突然の叫び声で、俺の意識は一気にそちらへ引っ張られた。

 

「何だよ…あれ…」

 

目の前には、黒く蠢く謎の物体があった。

気持ち悪っ。

 

「デュノア!大丈夫か!」

 

「僕は大丈夫だけど、彼女が…」

 

彼女ってオイ…

 

「ぐ…あ…ああああアアアアアアァァ!!」

 

辛うじて、銀色の髪が呑み込まれていくのを確認できた。

 

「ジャーヴィス…アレが何か分かるか?」

 

『ミスボーデヴィッヒのISの機能のようですが、ハッキングは無効で……失礼、能力判明、ヴァルキリー・トレースシステム。

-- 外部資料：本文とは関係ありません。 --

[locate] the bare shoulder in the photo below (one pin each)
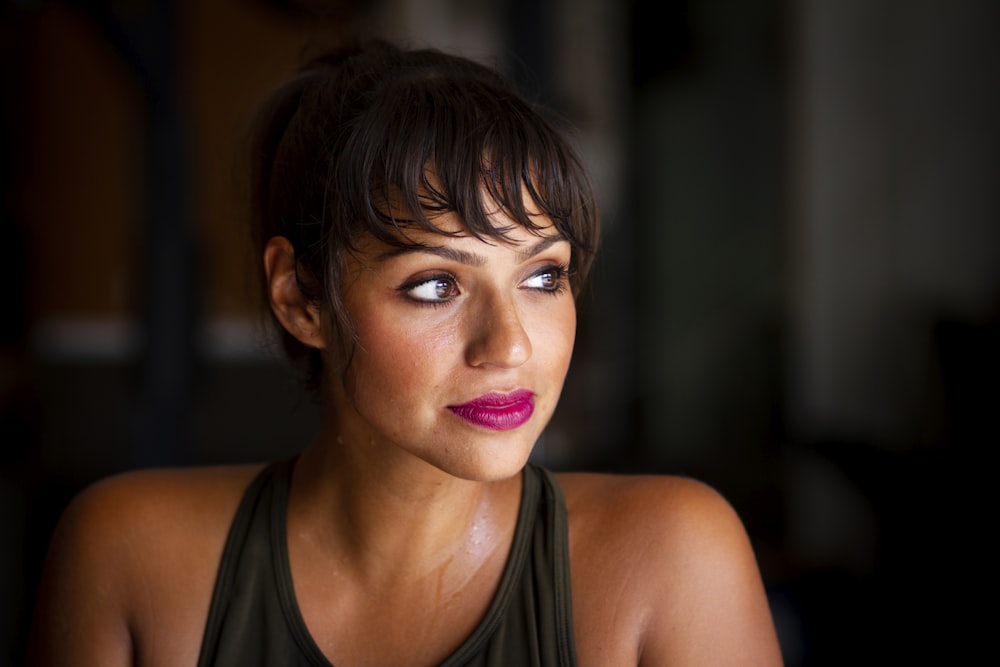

過去のヴァルキリー、即ちミス織斑の動きをトレースするシステムです』

 

「あの鬼教師の動きをって…それ勝ち目あんのかよ…」

 

そもそも何であれは発動した?何の目的があって?

分からん事だらけだ。

 

『非常事態発令、トーナメントの全試合を中止、状況をレベルDと判定、直ちに避難を』

 

アナウンスが響き、観客席にシールドが張られる。

 

織斑は戸惑っているが、無理も無い。

自分の姉がトレースされているのだ、恐らく怒り心頭だろう。

 

「あいつ…千冬姉の剣を…」

 

それ見た事か。

見たことも無い真っ黒な顔してやがる。

 

「織斑はとりあえず落ち着け…こちら茅野、先生、教師部隊は?」

 

通信を繋ぎ、本家鬼教師に尋ねる。

 

「誰が鬼教師か…もう直ぐ向かわせる。それまで耐えろ」

 

「無茶言いなさる…」

 

一度は世界の頂点に立った者の相手をするなんぞ、俺には荷が重すぎる。

ただ今は…

 

「あの子を助けないと…」

 

拳を握りしめ、自分に喝を入れるために叫ぶ。

 

「主人公じゃねえよなあああ!!!!」

 

「咲!」

 

織斑の声が聞こえる。

仮にこの世界の主人公が元々は織斑だったとしても、今は、今だけは、俺がやらなければいけない。

自分で望んだ世界なんだ。自分で片を付けないと、あの馬鹿神に何言われるか。

 

「吐き出しやがれ贋作があああああァ!!」

 

腹に向かってパンチを繰り出すが、剣で防がれる。

あの武器さえ何とかすれば恐らくは…

となると…

 

「ジャーヴィス…俺の考えてる事は分かるな…?」

 

『…』

 

剣を避け、拳を当てて弾きながら、ジャーヴィスとの会話を続ける。

 

「無茶だってのは分かってる…けど頼む、この後好きなだけ叱ってくれて構わないから、だから!」

 

『…転送完了。どうか、御無事で』

 

左腰に若干の重み、そして右手には新たなメモリが転送される。

サンキュー、ジャーヴィス。

 

【Joker!】

 

「切り札はいつも自分だけ、ってなァ!」

 

【Violence! Maximum Drive!】

 

【Joker! Maximum Drive!】

 

二本のメモリをマキシマムスロットに叩き込む。

後は野となれ山となれ、だ。

 

「ハァッ!」

 

紫と赤色のオーラを纏い、上空へ飛び上がる。

本日五回目のマキシマムドライブ、どうなる事やら。

 

「これが俺の全力、全開!ライダアァァァァァ…」

 

向こうも剣を構え、突っ込んでくる。

姉弟ってのは良く似る物らしい。

 

「キイィィィィッック!!!」

 

Wの体が二つに分かれ、其々がキックを繰り出す。

剣と足がぶつかり合い、激しい光を放つ。

 

「壊れろおおおおオオオオオオオ!!!」

 

ピキッ…

 

俺の叫びに呼応するように、剣に罅が入ってゆく。

そして…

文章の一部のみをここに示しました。